The story is centred on Olive Penderghast (Emma Stone), a teenager in high school. She's just an ordinary girl that nobody notices up until the day she tells her big-boobed best friend, Rhiannon (Aly Michalka), she dated a college freshman. As Rhiannon aggressively asks for details about the date, Olive knowingly invents a detailed lie about how she lost her virginity. Obviously, because this is high school, this lie travels at the speed of light among students. Shortly afterwards, a bullied gay student, Brandon (Dan Byrd), proposes her to devise a plan. Because he wants to prove to his tormentors that he's straight, Brandon pretends he had sex with Olive.
She quickly becomes her school's trollop and she uses her reputation built on lies. In fact, she solicits fake flings to earn money or gift cards from male students in need for popularity. Besides to top it off, a Christian fundamentalist group in her school wants to "save" her and Olive embroider an "A" on all of her clothes to defy this group. Ironically, the book she has to read for her English class happens to be The Scarlet Letter. Eventually, things spiral out of control and Olive will play all-in to save her reputation in the film's last act.

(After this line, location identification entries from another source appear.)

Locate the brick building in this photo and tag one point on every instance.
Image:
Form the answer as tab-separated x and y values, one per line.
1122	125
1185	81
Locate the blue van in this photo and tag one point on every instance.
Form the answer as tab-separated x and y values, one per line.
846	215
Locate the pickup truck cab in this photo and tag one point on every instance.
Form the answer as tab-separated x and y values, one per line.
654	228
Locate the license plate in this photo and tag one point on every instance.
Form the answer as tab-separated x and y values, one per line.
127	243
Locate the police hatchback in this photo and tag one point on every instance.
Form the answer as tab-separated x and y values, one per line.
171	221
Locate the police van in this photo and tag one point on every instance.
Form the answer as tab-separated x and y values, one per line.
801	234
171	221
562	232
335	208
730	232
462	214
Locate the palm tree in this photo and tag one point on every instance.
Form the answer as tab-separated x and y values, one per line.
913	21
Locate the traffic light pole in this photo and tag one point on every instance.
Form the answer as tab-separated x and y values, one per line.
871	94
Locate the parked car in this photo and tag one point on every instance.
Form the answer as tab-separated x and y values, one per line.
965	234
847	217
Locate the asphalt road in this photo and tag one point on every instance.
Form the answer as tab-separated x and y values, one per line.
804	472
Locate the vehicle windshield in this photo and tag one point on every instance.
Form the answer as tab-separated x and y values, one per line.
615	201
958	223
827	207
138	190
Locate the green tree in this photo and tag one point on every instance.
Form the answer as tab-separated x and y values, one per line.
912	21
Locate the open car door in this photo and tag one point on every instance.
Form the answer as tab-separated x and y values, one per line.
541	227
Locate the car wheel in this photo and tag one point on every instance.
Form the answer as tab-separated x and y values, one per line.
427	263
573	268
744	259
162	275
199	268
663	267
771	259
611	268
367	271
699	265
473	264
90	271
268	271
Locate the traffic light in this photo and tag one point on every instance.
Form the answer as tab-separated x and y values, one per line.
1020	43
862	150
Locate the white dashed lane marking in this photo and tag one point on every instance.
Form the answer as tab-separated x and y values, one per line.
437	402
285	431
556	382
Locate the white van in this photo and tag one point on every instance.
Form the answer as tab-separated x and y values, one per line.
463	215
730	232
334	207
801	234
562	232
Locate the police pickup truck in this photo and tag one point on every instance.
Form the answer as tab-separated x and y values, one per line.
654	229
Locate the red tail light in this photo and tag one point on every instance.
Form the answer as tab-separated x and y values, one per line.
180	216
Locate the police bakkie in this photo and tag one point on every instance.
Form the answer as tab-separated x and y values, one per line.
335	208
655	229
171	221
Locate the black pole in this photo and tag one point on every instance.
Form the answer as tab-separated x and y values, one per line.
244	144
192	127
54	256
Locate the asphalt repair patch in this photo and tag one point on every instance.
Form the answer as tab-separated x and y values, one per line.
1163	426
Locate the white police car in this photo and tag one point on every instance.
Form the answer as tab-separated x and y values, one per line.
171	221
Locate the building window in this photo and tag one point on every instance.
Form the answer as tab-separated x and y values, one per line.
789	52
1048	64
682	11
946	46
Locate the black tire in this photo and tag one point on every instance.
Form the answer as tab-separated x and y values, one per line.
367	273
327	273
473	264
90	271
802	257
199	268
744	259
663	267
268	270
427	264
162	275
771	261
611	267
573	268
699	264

Obviously, the references to Nathaniel Hawthorne's The Scarlet Letter and the confessions to the web-cam made the film a little bit predictable. Despite that weakness, Easy A manages to breathe a fresh puff into the way high school is depicted in films. As much as the film humorously - yet openly - deals with this peer pressure exerted on male students to be straight, it also dissects this desire of high school students to lose their virginity. At the same time, that desire is also hypocrite. This is because some characters don't mind contributing to make Olive look like a slut by pretending they had sex with her and they get away with it. As the film shows it, a "harlot" is more likely to be ostracized instead of the guys who said they had sex with her. Go figure out why!
All compliments aside, Easy A doesn't bring something new to the genre of teen comedies. However, never has a teen comedy looked so smart, well written and well acted. As a smart girl with a lot of confidence, Emma Stone is also well supported by the supporting cast, especially by Thomas Haden Church, Lisa Kudrow and Amanda Bynes, who plays the kind of religious freak you see on TV during the American presidential election or even in the brilliant documentary Jesus Camp.